Court Deadline Passes for Return of Babson Student Wrongly Sent to Honduras

Friday, February 27, 2026 at 3:32 PM

A federal court deadline expired Friday for returning 19-year-old Any Lucia Lopez Belloza to the U.S. after she was mistakenly deported to Honduras in November. The Babson College freshman was detained at Boston's Logan Airport while traveling to visit family for Thanksgiving, despite having no criminal record.

A federal court deadline expired Friday for the U.S. government to bring back a 19-year-old college student who was wrongfully deported to Honduras, while her legal team accused federal authorities of delaying tactics and attempting to pressure her onto a flight that might lead to her detention.

Attorney Todd Pomerleau stated his legal team stands ready to pursue the matter through the appeals process and pledged that Any Lucia Lopez Belloza “is not coming back in handcuffs.”

The Babson College student, who maintains a clean criminal record and has been attending classes online from Honduras, indicated she plans to stay there temporarily while her lawyers continue advocating for her return.

“No one should have to feel this powerless. All I’m asking is for honesty and fairness,” she told reporters during a Friday Zoom call. “I’m asking to be treated like a human with rights.”

Lopez Belloza was apprehended at Logan International Airport in Boston last November as she attempted to travel to Texas for a Thanksgiving family visit. Within 48 hours, she found herself deported to Honduras – a nation she departed when she was just 7 years old – even though a court injunction prohibited her removal while legal proceedings were ongoing. Federal prosecutors subsequently admitted in court that immigration officials had wrongfully deported her.

The Department of Homeland Security previously maintained that Lopez Belloza received proper legal procedures and had been subject to a final removal directive issued years ago by an immigration judge. Immigration authorities did not respond immediately Friday to requests for comment regarding the missed deadline and proposed return arrangements.
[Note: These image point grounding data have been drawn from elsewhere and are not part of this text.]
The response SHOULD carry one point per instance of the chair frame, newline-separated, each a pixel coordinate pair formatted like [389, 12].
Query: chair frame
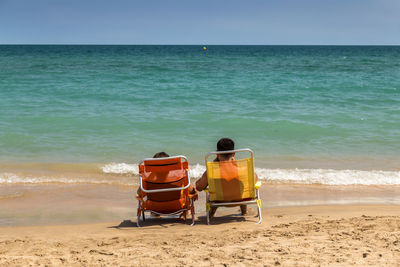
[256, 200]
[181, 211]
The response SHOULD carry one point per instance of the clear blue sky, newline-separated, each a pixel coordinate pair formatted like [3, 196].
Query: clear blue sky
[200, 22]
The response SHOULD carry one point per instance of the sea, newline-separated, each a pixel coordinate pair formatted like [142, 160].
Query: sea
[76, 114]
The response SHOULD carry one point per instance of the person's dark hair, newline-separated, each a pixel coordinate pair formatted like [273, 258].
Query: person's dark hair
[225, 144]
[161, 155]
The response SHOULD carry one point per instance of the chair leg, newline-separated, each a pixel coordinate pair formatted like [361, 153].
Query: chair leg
[259, 211]
[138, 215]
[192, 211]
[192, 218]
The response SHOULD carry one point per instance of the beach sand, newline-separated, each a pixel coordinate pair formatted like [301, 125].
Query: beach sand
[288, 236]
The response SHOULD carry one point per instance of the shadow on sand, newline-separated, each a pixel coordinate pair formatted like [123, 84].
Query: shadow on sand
[166, 222]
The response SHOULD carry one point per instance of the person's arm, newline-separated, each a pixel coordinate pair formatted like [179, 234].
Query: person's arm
[202, 183]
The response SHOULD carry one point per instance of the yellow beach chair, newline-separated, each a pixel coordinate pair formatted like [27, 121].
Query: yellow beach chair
[232, 183]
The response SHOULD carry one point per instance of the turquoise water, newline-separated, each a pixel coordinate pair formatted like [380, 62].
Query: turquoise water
[123, 103]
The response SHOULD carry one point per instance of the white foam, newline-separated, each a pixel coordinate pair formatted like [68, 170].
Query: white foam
[297, 176]
[121, 168]
[283, 176]
[11, 178]
[329, 176]
[196, 171]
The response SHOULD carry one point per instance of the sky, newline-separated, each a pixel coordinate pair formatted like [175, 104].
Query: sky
[257, 22]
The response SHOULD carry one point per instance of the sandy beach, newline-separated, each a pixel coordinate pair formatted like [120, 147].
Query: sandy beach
[338, 235]
[77, 225]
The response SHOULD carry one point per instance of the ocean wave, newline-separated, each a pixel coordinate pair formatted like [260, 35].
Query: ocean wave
[121, 168]
[126, 174]
[292, 176]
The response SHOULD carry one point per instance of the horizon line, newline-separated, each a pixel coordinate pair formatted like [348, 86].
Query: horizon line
[204, 44]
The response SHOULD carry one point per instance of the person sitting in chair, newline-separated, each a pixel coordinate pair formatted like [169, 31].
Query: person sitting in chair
[224, 144]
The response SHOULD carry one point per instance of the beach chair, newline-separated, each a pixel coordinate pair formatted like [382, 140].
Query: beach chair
[164, 184]
[232, 183]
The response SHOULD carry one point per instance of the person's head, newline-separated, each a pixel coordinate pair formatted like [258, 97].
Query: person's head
[161, 155]
[225, 144]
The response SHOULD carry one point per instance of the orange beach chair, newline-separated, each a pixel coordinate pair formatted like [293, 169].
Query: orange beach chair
[232, 183]
[164, 185]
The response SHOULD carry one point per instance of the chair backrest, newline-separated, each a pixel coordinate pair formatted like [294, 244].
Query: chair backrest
[164, 173]
[231, 180]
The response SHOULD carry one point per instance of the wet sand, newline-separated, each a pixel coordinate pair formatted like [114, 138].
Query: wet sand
[94, 224]
[50, 204]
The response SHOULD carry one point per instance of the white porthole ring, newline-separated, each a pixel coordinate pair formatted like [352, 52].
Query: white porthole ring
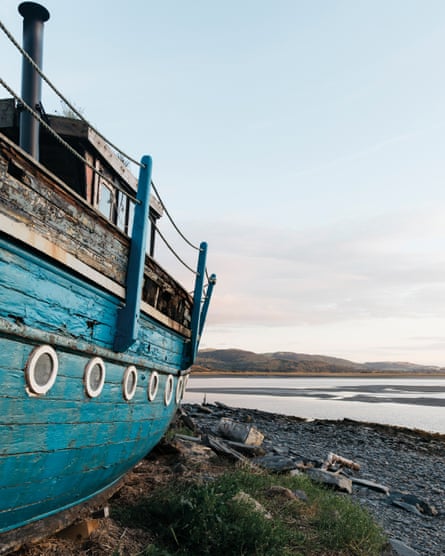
[179, 389]
[168, 390]
[129, 382]
[153, 386]
[94, 390]
[36, 385]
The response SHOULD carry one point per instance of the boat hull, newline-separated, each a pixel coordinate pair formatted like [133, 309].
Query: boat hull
[64, 446]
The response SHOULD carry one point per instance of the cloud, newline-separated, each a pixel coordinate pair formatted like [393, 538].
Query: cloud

Lopez Belloza has stated she was unaware of any removal order against her and was only 11 when the immigration decision was made. Pomerleau noted that his initial review of her immigration files showed no active removal order in the system.

January court documents revealed that an Immigration and Customs Enforcement official failed to properly engage an alert mechanism that should have highlighted the judge’s order preventing her removal. While the administration expressed regret for the mistake, they maintained it did not nullify the previous removal directive.

Earlier this month, U.S. District Judge Richard Stearns directed the government to arrange her return within two weeks, stating that courts – not executive agencies – must decide her rights and whether her removal was legal. The Friday midnight deadline has now passed.

Government lawyers have contended that the federal court in Boston does not have authority to reverse her removal order.

Both Lopez Belloza and her lawyer reported that federal officials attempted to organize a government flight to the United States within the last day but refused to clarify whether she would be freed upon landing. Pomerleau indicated court documents suggest the government intends to hold her in Texas and might attempt another deportation within days.

“They’re interpreting the judge’s facilitation order to the extreme,” Pomerleau explained. “The judge’s order says to facilitate her return to the United States to maintain the status quo. And in their view, the status quo is that she was in handcuffs in a jail in Texas. So they’re going to bring her back, put her in handcuffs and leave her in that same jail in Texas.”